Faculty "Job Coach": 1


  1. With the job market died the illusion that I could land a position if I just work hard and get lucky please the right people. How liberating!
    1.  Hear, Hear!
    2.  It's a 'better chance at the winning the lottery' year
  2.  wow - I was expecting drought but not quite a desert...
  3. inb4 "but it's still early."
  4. Maybe it's about time that mandatory retirement age was reintroduced. That was a boomer kick to the face of young faculty.
  5. Do you really think that mandatory retirement would help right now?  My current institution would not hire a TT line for German, given *gestures vaguely*...
  6. I hear that excuse a lot but if they really cared they could negotiate to preserve the line in exhange for an early departure. Of course they're not interested in actually serving Germanistik, only themselves.
    1. You are aware that tenured profs have very little power at the institutional level, right? There’s no negotiating for something administrations refuse to fund. It’s not like people suddenly lose their souls when they get promoted. There are much larger forces at work.
    2. "actually serving Germanistik"?!?!? Hahaha! Is that part of an oath that's required upon admittance into the profession? Wow . . .
    3. You wouldn't care, would you boomer.
  7. I am a tenured professor who could retire financially. But if I retired right now, the administration would cash in the line and take the opportunity to close down German for good. The department has zero negotiating powers. Administrators very rarely strike deals (Department: "We'll give you this, and in return you keep the TT line in German." Provost: "Super! Agreed!"), and if they do, they break their promises as a matter of course. They probably never meant to keep them from the start; they were only placating or buying time. That is how it has been for the last 30 years at the two institutions I served. How often have we, have I been lied to! So I am just hanging in there for the sake of my program and the students that thrive in it, in the vain hope that things will improve, the program will survive, and finally some lucky candidate will continue the work and serve the students, who love German and deserve much better. I truly feel for everybody who is in the (non-existent) job market right now. As the Germans say: "So viel kann man gar nicht essen, wie man da kotzen muss."
  8. At this point, with tenure definitely already in its death knells, I wouldn't even mind if retirements aren't replaced with TT lines. A solid lecturer position with an open contract would be enough.
    1. agreed
    2. yes, but TT lines don't appear to get converted into lecturer positions, from what I've seen. Best case, adjuncts if they really need the courses taught, or the program just shrinks or disappears.
  9. Applicant beware on University of Maryland Global Campus: it's a for-profit in all but name. It's not College Park or any of the respectable campuses in the system, but something more like Purdue Global. Its purpose is to sell off-the-shelf mostly online classes to underprivileged students in order to raise revenue for the rest of the Maryland system, and as such the only real concern of the organization is "enrollments, enrollments, enrollments." It should tell you something that an outfit you saw advertised at a nearby bus stop felt the need to use the word "quality" eight times in its job ad, because the courses you'll be teaching are anything but. Management is openly hostile to faculty, and they have used contract renewal time to cut salaries and benefits. I know this is an "any old port in the storm" year (like every year), but you might find that at UMGC the costs to your happiness and your professional integrity outweigh the benefits.

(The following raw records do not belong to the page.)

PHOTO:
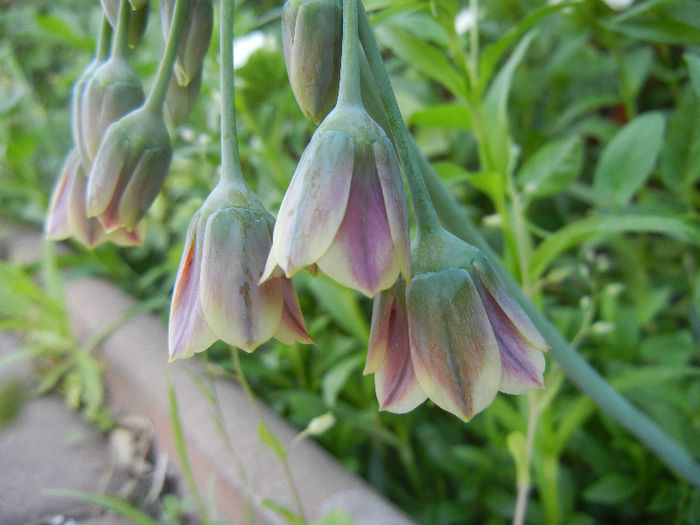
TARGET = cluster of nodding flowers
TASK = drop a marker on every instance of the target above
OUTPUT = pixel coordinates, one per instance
(443, 325)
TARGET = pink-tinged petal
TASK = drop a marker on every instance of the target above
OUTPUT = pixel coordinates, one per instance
(394, 203)
(362, 253)
(389, 355)
(188, 331)
(314, 205)
(454, 351)
(143, 185)
(292, 327)
(523, 365)
(57, 225)
(239, 310)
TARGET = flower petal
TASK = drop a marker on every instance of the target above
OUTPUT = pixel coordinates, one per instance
(454, 351)
(389, 355)
(292, 327)
(188, 331)
(523, 365)
(237, 309)
(394, 202)
(511, 309)
(314, 205)
(362, 253)
(57, 219)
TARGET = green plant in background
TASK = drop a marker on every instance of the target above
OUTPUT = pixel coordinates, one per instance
(567, 133)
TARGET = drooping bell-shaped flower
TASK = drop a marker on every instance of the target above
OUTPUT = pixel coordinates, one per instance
(194, 39)
(217, 294)
(454, 335)
(113, 90)
(345, 209)
(129, 169)
(66, 215)
(311, 38)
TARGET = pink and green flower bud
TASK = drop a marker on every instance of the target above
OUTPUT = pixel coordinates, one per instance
(345, 209)
(128, 170)
(113, 90)
(180, 100)
(138, 19)
(312, 37)
(66, 216)
(194, 38)
(217, 294)
(464, 337)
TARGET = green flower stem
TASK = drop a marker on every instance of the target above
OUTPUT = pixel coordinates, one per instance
(156, 97)
(104, 41)
(349, 91)
(577, 369)
(426, 218)
(231, 171)
(121, 42)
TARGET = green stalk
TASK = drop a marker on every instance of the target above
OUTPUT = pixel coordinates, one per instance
(121, 42)
(231, 171)
(103, 41)
(156, 98)
(577, 369)
(349, 90)
(426, 218)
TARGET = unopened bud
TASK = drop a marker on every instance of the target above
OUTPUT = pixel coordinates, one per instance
(129, 169)
(312, 38)
(181, 99)
(113, 90)
(194, 39)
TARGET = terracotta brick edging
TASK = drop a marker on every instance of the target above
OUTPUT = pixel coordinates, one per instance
(136, 376)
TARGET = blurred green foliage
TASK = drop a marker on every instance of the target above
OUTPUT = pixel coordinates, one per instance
(582, 168)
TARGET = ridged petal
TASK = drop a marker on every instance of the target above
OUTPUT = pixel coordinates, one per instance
(454, 351)
(237, 309)
(389, 355)
(394, 203)
(292, 327)
(314, 205)
(523, 365)
(188, 331)
(362, 253)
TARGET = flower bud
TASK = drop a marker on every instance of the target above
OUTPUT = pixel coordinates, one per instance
(312, 37)
(180, 100)
(138, 19)
(217, 294)
(454, 335)
(194, 39)
(113, 90)
(66, 216)
(345, 208)
(129, 169)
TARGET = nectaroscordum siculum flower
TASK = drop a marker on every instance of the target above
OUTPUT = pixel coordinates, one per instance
(345, 209)
(218, 294)
(66, 216)
(454, 335)
(135, 152)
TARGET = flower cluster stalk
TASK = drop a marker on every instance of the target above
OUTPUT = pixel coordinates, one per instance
(156, 98)
(426, 217)
(577, 369)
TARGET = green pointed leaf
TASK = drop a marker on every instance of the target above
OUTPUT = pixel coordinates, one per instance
(552, 168)
(602, 227)
(628, 159)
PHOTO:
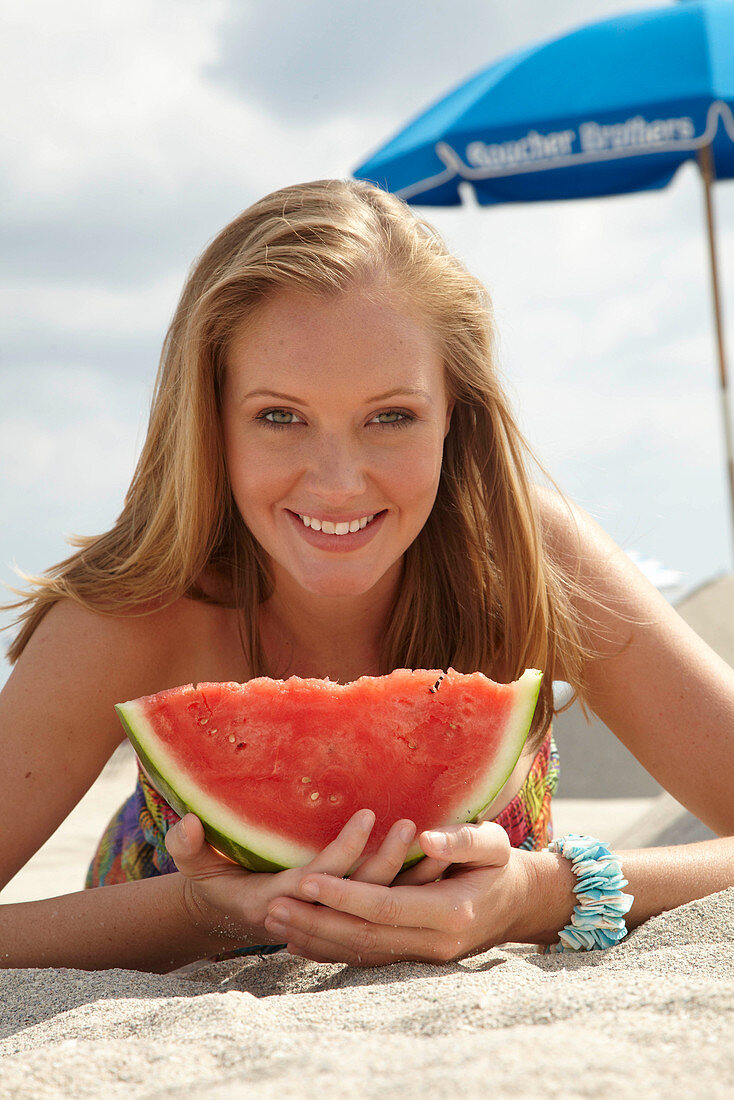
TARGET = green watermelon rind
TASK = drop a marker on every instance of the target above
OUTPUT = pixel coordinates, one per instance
(266, 851)
(184, 802)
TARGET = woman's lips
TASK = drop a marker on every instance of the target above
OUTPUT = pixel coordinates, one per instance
(336, 543)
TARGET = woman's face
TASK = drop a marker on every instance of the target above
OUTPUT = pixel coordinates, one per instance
(333, 414)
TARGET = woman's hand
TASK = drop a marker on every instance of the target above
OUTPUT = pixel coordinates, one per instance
(226, 901)
(474, 905)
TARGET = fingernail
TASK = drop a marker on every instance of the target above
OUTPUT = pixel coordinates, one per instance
(437, 840)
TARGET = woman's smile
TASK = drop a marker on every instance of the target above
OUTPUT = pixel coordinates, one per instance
(339, 536)
(335, 413)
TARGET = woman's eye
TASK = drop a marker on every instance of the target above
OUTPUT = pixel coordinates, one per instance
(278, 418)
(396, 417)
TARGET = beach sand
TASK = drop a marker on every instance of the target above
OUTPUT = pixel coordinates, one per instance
(653, 1015)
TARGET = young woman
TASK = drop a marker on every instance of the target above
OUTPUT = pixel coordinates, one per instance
(333, 485)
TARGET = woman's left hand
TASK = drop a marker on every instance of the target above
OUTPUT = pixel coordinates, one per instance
(364, 921)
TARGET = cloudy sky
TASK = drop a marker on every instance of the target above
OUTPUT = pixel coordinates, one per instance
(133, 130)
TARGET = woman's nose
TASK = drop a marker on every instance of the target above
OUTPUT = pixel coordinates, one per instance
(337, 470)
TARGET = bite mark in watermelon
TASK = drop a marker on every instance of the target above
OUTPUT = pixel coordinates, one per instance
(275, 768)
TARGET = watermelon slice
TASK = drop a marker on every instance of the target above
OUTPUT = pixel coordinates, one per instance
(275, 768)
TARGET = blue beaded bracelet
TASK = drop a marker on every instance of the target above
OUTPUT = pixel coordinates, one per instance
(598, 919)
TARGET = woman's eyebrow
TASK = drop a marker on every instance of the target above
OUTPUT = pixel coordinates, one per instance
(404, 391)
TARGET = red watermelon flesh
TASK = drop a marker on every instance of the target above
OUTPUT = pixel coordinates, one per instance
(275, 768)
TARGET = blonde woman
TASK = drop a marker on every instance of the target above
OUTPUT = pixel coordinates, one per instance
(332, 484)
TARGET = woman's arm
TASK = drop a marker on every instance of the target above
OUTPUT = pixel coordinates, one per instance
(665, 694)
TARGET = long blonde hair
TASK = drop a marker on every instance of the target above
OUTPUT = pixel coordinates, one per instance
(479, 592)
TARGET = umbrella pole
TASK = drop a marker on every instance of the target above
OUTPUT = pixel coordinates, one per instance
(705, 165)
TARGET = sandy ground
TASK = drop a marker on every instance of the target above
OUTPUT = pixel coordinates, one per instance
(653, 1016)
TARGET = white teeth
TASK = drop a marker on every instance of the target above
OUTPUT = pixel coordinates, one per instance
(330, 528)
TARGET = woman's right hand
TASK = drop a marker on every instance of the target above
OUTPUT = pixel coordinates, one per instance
(229, 902)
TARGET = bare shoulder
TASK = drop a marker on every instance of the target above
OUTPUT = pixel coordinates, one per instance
(57, 719)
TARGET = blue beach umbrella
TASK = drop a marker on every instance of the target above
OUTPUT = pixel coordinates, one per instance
(612, 108)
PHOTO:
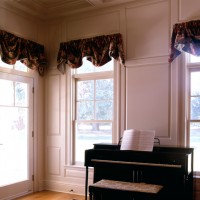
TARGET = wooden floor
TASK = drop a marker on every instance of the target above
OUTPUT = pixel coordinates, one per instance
(50, 195)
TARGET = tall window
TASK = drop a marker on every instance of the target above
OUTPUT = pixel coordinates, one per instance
(194, 108)
(18, 66)
(93, 107)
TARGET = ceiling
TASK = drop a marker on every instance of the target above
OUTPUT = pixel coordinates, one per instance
(48, 9)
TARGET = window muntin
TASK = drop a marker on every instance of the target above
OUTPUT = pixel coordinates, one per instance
(194, 115)
(193, 66)
(94, 107)
(17, 66)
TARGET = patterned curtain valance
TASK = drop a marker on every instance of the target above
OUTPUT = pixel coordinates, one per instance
(185, 37)
(13, 48)
(98, 50)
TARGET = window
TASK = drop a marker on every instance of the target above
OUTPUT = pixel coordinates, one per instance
(194, 107)
(92, 105)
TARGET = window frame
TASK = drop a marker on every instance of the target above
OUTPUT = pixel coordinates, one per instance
(190, 67)
(70, 114)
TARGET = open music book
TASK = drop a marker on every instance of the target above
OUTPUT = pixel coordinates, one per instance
(138, 140)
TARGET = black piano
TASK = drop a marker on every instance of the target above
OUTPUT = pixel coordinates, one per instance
(171, 167)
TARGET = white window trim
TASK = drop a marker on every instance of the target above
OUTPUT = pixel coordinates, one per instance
(119, 108)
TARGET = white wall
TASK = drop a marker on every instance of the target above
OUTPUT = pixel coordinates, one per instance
(29, 28)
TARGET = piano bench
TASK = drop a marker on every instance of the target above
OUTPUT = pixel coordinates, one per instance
(119, 190)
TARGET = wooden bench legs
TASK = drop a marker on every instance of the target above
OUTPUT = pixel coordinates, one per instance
(119, 190)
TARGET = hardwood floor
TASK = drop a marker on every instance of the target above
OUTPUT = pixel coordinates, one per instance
(51, 195)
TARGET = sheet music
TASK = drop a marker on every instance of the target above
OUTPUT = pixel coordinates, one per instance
(138, 140)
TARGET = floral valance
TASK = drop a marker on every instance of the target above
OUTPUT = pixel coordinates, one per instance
(13, 48)
(185, 37)
(98, 50)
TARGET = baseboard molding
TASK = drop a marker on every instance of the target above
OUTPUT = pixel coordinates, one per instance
(64, 187)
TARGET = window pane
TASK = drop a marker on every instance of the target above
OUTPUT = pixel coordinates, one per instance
(85, 110)
(195, 83)
(21, 67)
(104, 89)
(85, 90)
(89, 133)
(21, 98)
(195, 108)
(194, 59)
(104, 110)
(195, 142)
(7, 92)
(3, 64)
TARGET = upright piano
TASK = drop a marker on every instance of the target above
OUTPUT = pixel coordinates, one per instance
(171, 167)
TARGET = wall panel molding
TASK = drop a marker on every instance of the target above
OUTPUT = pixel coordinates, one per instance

  10. I have mixed feelings reading #9. They are accredited. Also, not everyone has the luxury of being a full-time student on a physical campus. None of the universities I know about aren't concerned with 'enrollments' - and I don't think any universities are non-profit. Somewhere up the line people are talking about money and enrollments, regardless of where they may be.
    1. You missed the point. The point is that UMGC is a toxic place to work that also sells its students short. And that is so by design.
    2. Thank you for the clarification. Sounds like you have some experience here. Good luck in your future endeavors!
    3. Happy to help you. Good luck with your next gig!